Release the child to God

It is of tremendous value to have the willingness to mentally turn a child over to God, and trust them to divine Love. That does not mean neglecting the child’s needs, including giving appropriate guidance, but parents can trust and witness to the truth that God is communicating just what is needed to enable their children to move forward in a constructive direction.
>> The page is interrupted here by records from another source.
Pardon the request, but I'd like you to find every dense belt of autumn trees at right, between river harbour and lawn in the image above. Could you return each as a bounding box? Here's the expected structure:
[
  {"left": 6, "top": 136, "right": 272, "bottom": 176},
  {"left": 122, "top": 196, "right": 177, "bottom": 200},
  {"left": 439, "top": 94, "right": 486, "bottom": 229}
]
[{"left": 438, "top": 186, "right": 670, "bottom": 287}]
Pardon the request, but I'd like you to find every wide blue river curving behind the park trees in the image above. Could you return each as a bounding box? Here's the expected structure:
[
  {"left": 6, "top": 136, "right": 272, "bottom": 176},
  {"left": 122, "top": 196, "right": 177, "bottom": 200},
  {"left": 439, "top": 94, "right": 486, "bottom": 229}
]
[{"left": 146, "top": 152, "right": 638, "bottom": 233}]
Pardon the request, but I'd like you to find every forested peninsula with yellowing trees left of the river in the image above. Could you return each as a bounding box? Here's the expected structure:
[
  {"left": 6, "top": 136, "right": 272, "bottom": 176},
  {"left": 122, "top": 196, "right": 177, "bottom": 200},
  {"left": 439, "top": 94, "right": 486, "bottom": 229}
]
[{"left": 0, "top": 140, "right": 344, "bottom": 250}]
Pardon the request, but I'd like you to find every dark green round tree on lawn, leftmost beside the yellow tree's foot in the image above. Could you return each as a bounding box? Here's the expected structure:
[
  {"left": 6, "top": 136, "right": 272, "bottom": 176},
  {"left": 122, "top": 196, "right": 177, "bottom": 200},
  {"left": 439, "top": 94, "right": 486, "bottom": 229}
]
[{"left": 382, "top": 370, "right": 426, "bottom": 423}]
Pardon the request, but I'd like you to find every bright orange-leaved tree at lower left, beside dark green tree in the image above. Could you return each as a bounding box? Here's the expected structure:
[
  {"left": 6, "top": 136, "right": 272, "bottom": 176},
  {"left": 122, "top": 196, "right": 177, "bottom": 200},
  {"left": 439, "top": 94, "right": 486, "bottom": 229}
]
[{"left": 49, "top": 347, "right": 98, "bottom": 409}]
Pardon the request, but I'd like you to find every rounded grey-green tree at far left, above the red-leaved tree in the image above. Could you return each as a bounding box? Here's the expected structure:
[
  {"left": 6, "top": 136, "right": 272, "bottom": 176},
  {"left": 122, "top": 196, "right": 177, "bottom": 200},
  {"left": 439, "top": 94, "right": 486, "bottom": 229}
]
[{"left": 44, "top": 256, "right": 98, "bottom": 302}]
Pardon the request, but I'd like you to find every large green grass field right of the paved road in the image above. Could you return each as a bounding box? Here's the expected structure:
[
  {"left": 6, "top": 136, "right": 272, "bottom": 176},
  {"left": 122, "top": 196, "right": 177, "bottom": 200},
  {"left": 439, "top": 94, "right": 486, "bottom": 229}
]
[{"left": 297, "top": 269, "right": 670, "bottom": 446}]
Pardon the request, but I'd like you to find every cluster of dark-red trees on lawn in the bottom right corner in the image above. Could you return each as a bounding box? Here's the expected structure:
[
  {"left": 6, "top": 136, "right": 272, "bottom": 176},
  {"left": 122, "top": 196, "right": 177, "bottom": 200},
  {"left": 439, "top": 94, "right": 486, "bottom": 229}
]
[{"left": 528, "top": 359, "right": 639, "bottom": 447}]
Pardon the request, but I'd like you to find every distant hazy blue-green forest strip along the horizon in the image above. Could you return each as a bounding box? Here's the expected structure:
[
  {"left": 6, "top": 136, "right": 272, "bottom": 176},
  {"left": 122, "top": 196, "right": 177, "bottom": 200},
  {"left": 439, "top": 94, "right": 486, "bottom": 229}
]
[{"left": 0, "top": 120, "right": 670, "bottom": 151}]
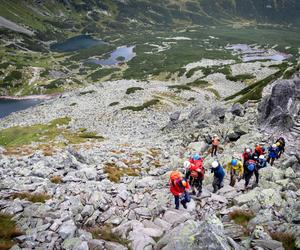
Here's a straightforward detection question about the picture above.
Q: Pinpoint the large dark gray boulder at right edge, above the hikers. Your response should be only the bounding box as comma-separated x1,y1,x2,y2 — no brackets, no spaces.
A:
258,80,300,129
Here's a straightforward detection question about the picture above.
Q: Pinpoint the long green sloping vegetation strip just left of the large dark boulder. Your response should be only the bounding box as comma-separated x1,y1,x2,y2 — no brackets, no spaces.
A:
224,70,283,104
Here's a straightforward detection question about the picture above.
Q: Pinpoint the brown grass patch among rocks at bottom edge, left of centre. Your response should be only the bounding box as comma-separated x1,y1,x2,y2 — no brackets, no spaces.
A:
87,224,129,247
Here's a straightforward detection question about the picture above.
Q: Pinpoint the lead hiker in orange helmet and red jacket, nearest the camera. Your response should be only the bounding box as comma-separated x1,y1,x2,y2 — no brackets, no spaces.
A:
169,171,190,209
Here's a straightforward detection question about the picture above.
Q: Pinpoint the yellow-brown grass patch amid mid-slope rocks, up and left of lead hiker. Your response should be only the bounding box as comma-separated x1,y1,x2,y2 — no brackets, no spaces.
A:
104,163,140,183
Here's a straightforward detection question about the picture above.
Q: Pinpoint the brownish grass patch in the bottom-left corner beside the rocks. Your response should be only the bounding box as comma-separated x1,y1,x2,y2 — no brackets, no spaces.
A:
0,213,23,250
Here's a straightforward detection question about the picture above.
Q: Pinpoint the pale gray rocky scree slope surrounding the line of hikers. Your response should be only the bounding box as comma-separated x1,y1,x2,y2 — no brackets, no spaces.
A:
0,75,300,250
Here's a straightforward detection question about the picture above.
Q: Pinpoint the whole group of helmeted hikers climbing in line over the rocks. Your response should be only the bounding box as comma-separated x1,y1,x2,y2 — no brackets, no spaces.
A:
169,135,285,209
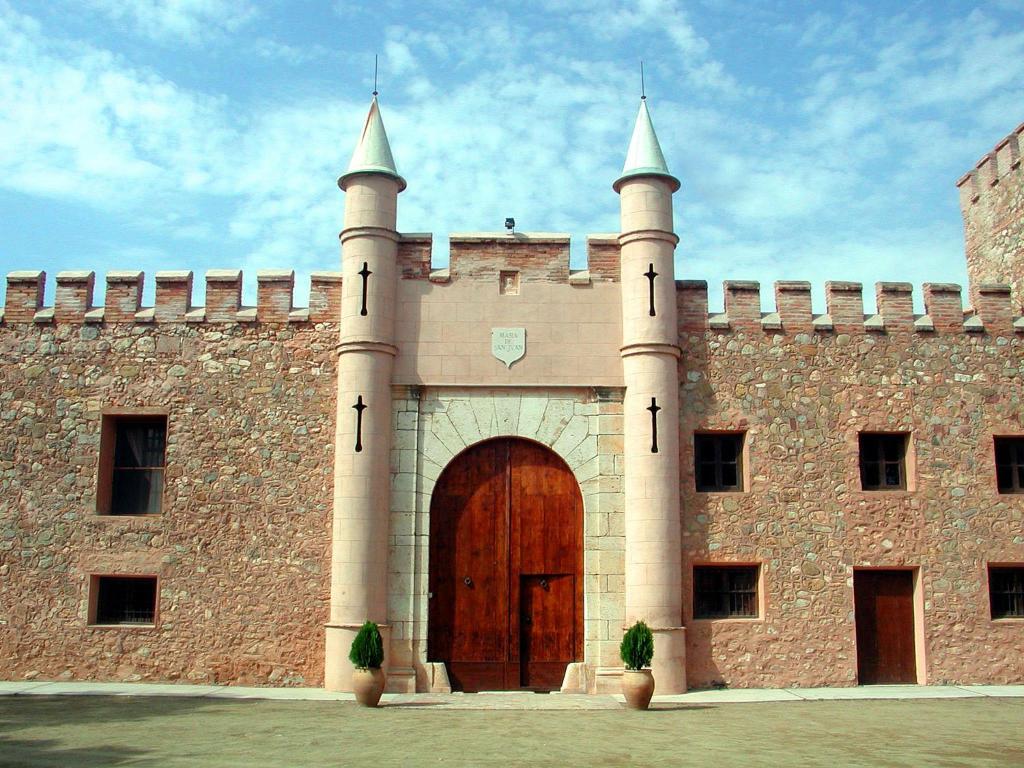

When I was a child, my mother read the following poem in a Christian Science Sentinel, and she learned it by heart in order to pray with it for me and for herself each day. When my wife and I had children, I learned it, too. 

Release
Beloved child, beneath His wing,
Beyond my mortal mothering,
May I have grace to see you so
And only what God knows, to know.

Oh, let me loose you from the bands
That sense has forged from false demands,
My finite fear, desire, design,
With which I’d bend your will to mine.

Instead, to His authority,
Whose love upholds both you and me,
May I surrender human will,
And, yielding, find you closer still.
          (Abigail Joss, September 29, 1962)

To turn one’s child over to God is to consciously expect good for them, to expect healing change, to “unself” parenting, and to know the powerful presence of God, Father-Mother Love. To release them to God is also to trust that even if it feels like we have gotten it all wrong in the moments before, in truth God’s love is sheltering, instructing, purifying, strengthening, them and us, and will see us through. 

Understanding that Spirit alone is unfolding our children’s lives and that Love is embracing them on every step of their journey allows us to go forward in our parenting roles with humility, hope, and grace. So, wait on God, nourish the wheat, and mentally release them to divine Love’s ever-present parenting. The result will most certainly be blessing and progress.